5. Pasien diminta membaca kartu Snellen mulai huruf terkecil yang masih dibaca.
6. Lensa negatif terkecil dipasang pada tempatnya dan bila tajam penglihatan
menjadi lebih baik ditambah kekuatannya perlahan-lahan hingga dapat dibaca
huruf pada baris terbawah.
7. Sampai terbaca baris 6/6.
8. Mata yang satunya dikerjakan dengan cara yang sama.
Nilai :
1. Bila dengan S-1.50 tajam penglihatan 6/6, kemudian dengan S-1.75 penglihatan
6/6-2 sedang dengan S-2.00 penglihatan 6/7.5 maka pada keadaan ini derajat
miopia mata yang diperiksa adalah S-1.50 dan kaca mata dengan ukuran ini
diberikan pada pasien.
2. Pada pasien miopia selamanya diberikan lensa sferis minus terkecil yang
memberikan tajam penglihatan terbaik.
2.5 Penulisan Resep Kacamata
Keterangan :
1. OD = Oftalmika dekstra(mata kanan)
2. OS = Oftalmikasinistra(mata kiri)
3. S = lensaspheris
4. C = lensacylindris, dilengkapi dengan axisnya
5. Hasil koreksivisus jauh, ditulis di atas garis
6. Hasil koreksivisus dekat dijumlahkan terlebih dahulu dengan koreksi visus jauh,
dan totalnya ditulis di bawah garis
9
BAB III
PENUTUP
3.1 Kesimpulan
Miopia merupakan masalah kesehatan global dengan peningkatan drastis setiap tahun
di seluruh dunia; peningkatan paling tajam di Asia.

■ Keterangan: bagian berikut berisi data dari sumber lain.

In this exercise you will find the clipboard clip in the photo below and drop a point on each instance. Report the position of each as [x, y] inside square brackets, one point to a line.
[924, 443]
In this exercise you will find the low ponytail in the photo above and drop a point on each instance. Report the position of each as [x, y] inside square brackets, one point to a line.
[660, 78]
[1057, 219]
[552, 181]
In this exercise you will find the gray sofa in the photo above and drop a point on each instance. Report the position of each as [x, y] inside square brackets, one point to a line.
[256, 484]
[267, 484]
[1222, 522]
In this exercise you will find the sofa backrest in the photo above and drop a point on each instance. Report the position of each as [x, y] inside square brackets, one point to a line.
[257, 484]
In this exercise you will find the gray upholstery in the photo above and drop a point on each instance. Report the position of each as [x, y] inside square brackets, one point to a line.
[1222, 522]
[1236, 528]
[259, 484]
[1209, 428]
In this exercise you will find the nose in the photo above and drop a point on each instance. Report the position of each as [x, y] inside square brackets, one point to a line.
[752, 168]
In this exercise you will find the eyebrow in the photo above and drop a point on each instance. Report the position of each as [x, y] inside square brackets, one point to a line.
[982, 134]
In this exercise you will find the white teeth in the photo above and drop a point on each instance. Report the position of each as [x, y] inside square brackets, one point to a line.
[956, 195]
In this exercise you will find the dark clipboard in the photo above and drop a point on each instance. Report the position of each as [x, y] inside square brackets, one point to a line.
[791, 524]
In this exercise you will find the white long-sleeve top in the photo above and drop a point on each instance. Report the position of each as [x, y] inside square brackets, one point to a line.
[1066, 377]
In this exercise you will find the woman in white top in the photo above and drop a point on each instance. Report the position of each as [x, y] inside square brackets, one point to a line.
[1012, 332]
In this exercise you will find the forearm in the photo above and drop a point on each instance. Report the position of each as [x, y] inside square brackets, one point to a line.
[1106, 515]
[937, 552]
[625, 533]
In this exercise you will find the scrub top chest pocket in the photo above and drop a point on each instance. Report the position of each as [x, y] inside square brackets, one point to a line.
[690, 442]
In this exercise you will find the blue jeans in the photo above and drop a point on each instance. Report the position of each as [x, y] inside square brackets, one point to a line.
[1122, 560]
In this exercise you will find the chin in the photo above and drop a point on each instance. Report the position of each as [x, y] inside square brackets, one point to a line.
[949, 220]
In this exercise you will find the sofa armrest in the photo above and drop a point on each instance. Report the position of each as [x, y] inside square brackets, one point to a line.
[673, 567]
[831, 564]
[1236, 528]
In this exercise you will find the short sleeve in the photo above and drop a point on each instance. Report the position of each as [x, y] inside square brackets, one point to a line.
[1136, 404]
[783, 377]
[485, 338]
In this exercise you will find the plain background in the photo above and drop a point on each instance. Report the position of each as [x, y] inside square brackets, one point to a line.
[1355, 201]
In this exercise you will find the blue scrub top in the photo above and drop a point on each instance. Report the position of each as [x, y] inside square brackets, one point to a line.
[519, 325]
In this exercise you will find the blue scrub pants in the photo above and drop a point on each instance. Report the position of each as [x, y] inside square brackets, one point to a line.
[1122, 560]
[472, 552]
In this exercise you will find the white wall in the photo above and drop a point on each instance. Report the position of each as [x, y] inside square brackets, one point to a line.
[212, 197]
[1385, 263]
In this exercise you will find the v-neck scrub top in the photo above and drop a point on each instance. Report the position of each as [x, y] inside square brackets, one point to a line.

Miopia tinggi meningkatkan risiko
berbagai patologi yang dapat menyebabkan kebutaan. Penemuan miopia pada usia lebih
dini dikaitkan dengan progresivitas miopia maligna yang lebih tinggi. Berbagai faktor
risiko telah banyak diteliti. Penyaringan dan penemuan kasus lebih awal dan
memeriksakan mata teratur sebaiknya lebih ketat pada kelompok anak risiko tinggi.
Dibutuhkan pencegahan terkait faktor risiko seperti regulasi pihak sekolah ataupun orang
tua untuk meningkatkan waktu luar ruangan dan membatasi waktu pekerjaan dengan jarak
pandang dekat serta edukasi terhadap penderita dan keluarga tentang konsekuensi serius
miopia.
3.2 Saran
Untuk masyarakat tetap menjaga pola hidup yang sehat dan harus mengetahui
pencegahan terhadap penyakit kelainan matan yang bisa menyebabkan kematian.